用于预防绝经后女性骨质流失的长期雌激素和孕激素给药会产生一些不良影响,从而导致依从性差,并需要改进治疗和预防药物。因此,我们研究了新型抗雌激素药物EM - 800(SCH 57050)预防骨质流失和降低血清胆固醇水平的能力,并将其效果与雷洛昔芬进行了比较。对去卵巢(OVX)的雌性大鼠进行为期37周的灌胃治疗,每日给予递增剂量(0.01、0.03、0.1、0.3或1 mg/kg)的EM - 800或雷洛昔芬。在OVX后35周,腰椎骨密度(BMD)比完整动物低19%(P<0.01),而给予EM - 800或雷洛昔芬的OVX动物的BMD值分别为完整大鼠的90 - 93%和85 - 90%。在股骨BMD上也观察到了类似的效果。对近端胫骨进行骨组织形态计量学测量。在0.01 mg/kg剂量下,EM - 800使OVX对骨小梁体积(TBV)的影响降低了34%(P<0.01),而雷洛昔芬未观察到可检测到的效果。用1 mg/kg的EM - 800和雷洛昔芬治疗分别使OVX诱导的TBV降低得到了68%(P<0.01)和64%(P<0.01)的预防。此外,给予0.01和0.03 mg/kg的EM - 800分别使血清胆固醇水平抑制了54%(P<0.01)和56%(P<0.01),而相同剂量的雷洛昔芬分别使该参数值降低了24%(P<0.01)和41%(P<0.01)。

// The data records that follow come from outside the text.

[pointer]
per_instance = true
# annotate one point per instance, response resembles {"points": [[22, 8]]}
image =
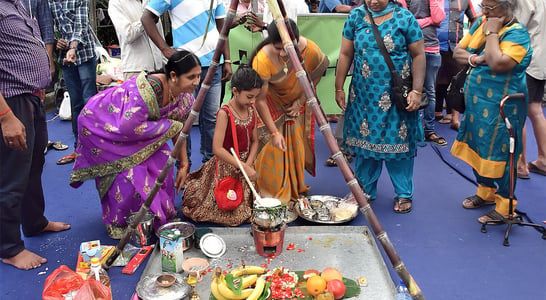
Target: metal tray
{"points": [[323, 199], [321, 247]]}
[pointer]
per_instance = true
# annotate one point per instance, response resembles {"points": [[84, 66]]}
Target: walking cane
{"points": [[196, 107], [344, 167], [513, 218]]}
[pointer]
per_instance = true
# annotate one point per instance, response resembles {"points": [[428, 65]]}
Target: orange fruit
{"points": [[315, 285], [330, 274]]}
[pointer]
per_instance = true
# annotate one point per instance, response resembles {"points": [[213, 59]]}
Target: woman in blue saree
{"points": [[375, 131], [498, 70]]}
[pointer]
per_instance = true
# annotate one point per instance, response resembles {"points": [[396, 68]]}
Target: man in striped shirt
{"points": [[189, 20], [24, 71], [77, 56]]}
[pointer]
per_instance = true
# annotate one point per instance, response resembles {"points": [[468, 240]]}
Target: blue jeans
{"points": [[81, 83], [434, 60], [207, 115]]}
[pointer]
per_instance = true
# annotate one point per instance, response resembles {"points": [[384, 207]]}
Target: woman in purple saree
{"points": [[122, 141]]}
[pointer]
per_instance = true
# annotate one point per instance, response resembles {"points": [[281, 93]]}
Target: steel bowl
{"points": [[186, 229]]}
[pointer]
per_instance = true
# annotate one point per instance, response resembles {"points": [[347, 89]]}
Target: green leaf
{"points": [[234, 283]]}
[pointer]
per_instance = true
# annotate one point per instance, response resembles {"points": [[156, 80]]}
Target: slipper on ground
{"points": [[534, 169]]}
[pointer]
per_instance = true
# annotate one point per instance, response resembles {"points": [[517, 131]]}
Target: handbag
{"points": [[401, 87], [228, 192], [455, 89]]}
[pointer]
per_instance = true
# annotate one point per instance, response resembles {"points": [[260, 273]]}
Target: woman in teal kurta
{"points": [[483, 139], [375, 131]]}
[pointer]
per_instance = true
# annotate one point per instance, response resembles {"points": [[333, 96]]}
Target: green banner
{"points": [[323, 29]]}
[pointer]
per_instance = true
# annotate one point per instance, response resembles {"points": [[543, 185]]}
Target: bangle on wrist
{"points": [[471, 60], [5, 112]]}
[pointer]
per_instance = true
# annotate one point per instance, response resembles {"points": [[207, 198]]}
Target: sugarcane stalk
{"points": [[342, 163], [184, 133]]}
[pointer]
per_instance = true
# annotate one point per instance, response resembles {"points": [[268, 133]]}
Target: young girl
{"points": [[199, 203]]}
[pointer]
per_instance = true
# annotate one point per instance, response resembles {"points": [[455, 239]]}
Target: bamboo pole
{"points": [[344, 167], [194, 113]]}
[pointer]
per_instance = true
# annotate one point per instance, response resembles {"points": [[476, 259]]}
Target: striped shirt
{"points": [[24, 65], [39, 9], [189, 20], [72, 21]]}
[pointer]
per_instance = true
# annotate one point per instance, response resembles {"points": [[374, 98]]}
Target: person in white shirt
{"points": [[138, 52], [532, 15]]}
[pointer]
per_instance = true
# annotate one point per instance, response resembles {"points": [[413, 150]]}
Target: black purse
{"points": [[455, 90], [401, 87]]}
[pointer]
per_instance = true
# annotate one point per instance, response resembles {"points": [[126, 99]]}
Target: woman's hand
{"points": [[278, 141], [340, 99], [293, 109], [414, 100], [250, 172], [181, 177], [493, 24]]}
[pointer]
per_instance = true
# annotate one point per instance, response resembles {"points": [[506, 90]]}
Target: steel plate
{"points": [[324, 199]]}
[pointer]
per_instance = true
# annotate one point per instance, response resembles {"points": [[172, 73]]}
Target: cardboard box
{"points": [[82, 267], [172, 253], [90, 249]]}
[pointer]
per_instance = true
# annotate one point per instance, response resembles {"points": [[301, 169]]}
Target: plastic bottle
{"points": [[402, 292], [98, 273]]}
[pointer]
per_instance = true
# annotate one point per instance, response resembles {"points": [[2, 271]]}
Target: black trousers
{"points": [[21, 195]]}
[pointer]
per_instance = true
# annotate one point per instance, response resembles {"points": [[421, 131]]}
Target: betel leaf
{"points": [[234, 283], [353, 288], [266, 291]]}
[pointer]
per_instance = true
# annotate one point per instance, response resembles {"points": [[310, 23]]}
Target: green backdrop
{"points": [[325, 30]]}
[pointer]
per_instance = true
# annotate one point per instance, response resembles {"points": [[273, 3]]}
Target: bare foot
{"points": [[56, 226], [25, 260]]}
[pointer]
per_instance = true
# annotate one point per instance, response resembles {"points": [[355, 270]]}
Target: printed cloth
{"points": [[122, 144]]}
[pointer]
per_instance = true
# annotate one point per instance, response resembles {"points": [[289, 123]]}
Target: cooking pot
{"points": [[149, 289], [268, 213], [187, 230]]}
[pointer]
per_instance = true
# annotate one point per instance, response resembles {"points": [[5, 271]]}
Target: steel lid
{"points": [[148, 289], [212, 245]]}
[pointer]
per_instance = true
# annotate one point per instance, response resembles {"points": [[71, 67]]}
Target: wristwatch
{"points": [[488, 32]]}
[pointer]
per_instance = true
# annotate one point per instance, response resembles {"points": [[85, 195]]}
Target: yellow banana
{"points": [[258, 290], [247, 270], [249, 280], [214, 289], [229, 294]]}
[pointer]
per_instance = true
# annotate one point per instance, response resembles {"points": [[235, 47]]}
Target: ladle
{"points": [[258, 198]]}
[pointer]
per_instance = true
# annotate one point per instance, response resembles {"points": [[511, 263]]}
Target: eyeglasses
{"points": [[483, 6]]}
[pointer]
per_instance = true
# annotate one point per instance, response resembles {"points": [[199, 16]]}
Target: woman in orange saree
{"points": [[286, 131]]}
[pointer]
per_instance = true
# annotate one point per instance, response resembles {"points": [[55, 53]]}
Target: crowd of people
{"points": [[122, 134]]}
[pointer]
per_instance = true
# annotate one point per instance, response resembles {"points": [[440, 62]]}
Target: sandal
{"points": [[55, 145], [401, 201], [476, 201], [438, 140], [494, 218], [70, 158], [331, 162], [445, 120]]}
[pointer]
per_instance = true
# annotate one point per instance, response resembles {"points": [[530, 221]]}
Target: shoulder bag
{"points": [[400, 86], [455, 90], [228, 192]]}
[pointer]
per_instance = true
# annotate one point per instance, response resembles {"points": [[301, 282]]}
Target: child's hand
{"points": [[250, 172], [279, 142], [180, 178]]}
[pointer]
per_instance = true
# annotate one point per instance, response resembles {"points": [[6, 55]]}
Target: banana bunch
{"points": [[248, 276]]}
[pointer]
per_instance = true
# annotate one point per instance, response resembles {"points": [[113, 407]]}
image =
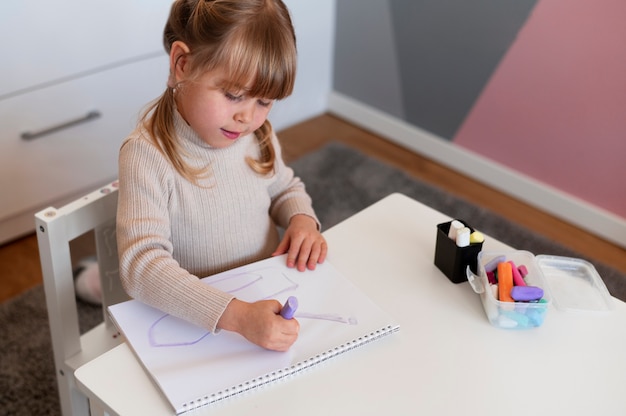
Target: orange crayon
{"points": [[505, 282]]}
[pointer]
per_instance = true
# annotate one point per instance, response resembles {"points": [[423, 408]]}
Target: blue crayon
{"points": [[289, 308]]}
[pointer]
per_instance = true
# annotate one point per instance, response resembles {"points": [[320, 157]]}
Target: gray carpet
{"points": [[341, 181]]}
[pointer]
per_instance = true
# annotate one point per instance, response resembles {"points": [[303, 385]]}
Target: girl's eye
{"points": [[233, 97]]}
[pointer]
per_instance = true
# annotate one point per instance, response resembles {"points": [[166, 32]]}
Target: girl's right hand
{"points": [[260, 323]]}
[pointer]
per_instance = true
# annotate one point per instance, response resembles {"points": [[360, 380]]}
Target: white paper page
{"points": [[188, 363]]}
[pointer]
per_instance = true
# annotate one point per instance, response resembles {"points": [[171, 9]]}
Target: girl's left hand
{"points": [[304, 244]]}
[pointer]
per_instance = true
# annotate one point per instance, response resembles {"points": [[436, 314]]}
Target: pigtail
{"points": [[265, 164]]}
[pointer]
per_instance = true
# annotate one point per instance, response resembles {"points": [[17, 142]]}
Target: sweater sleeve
{"points": [[288, 193], [148, 270]]}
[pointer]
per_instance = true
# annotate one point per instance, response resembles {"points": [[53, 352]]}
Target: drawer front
{"points": [[49, 41], [39, 171]]}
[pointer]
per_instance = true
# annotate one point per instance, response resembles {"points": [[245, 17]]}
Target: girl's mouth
{"points": [[230, 134]]}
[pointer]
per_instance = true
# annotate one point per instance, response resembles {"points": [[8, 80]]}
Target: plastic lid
{"points": [[574, 284]]}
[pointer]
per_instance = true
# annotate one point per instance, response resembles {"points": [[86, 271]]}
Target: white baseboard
{"points": [[540, 195]]}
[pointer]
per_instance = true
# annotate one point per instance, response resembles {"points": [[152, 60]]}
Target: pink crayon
{"points": [[518, 280]]}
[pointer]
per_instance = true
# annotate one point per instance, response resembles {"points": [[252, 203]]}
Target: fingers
{"points": [[263, 325], [303, 252]]}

在使用的最高剂量(0.1 - 1 mg/kg)下,两种化合物均使血清胆固醇水平降低了约65%(P<0.01)。在高达1 mg/kg的剂量下,未观察到EM - 800对子宫内膜上皮细胞有刺激作用,而雷洛昔芬则观察到子宫上皮肥大。EM - 800和雷洛昔芬在较高剂量下对骨骼和血清胆固醇具有相同程度的有效性,但在较低浓度下,EM - 800的效力至少是雷洛昔芬的三到十倍,并且对子宫上皮没有刺激作用。目前的数据显示了EM - 800在预防骨质流失和降低血清胆固醇水平方面的强效作用,且对子宫内膜没有负面影响,因此表明这种新型的完全组织特异性选择性雌激素受体调节剂具有特殊的意义。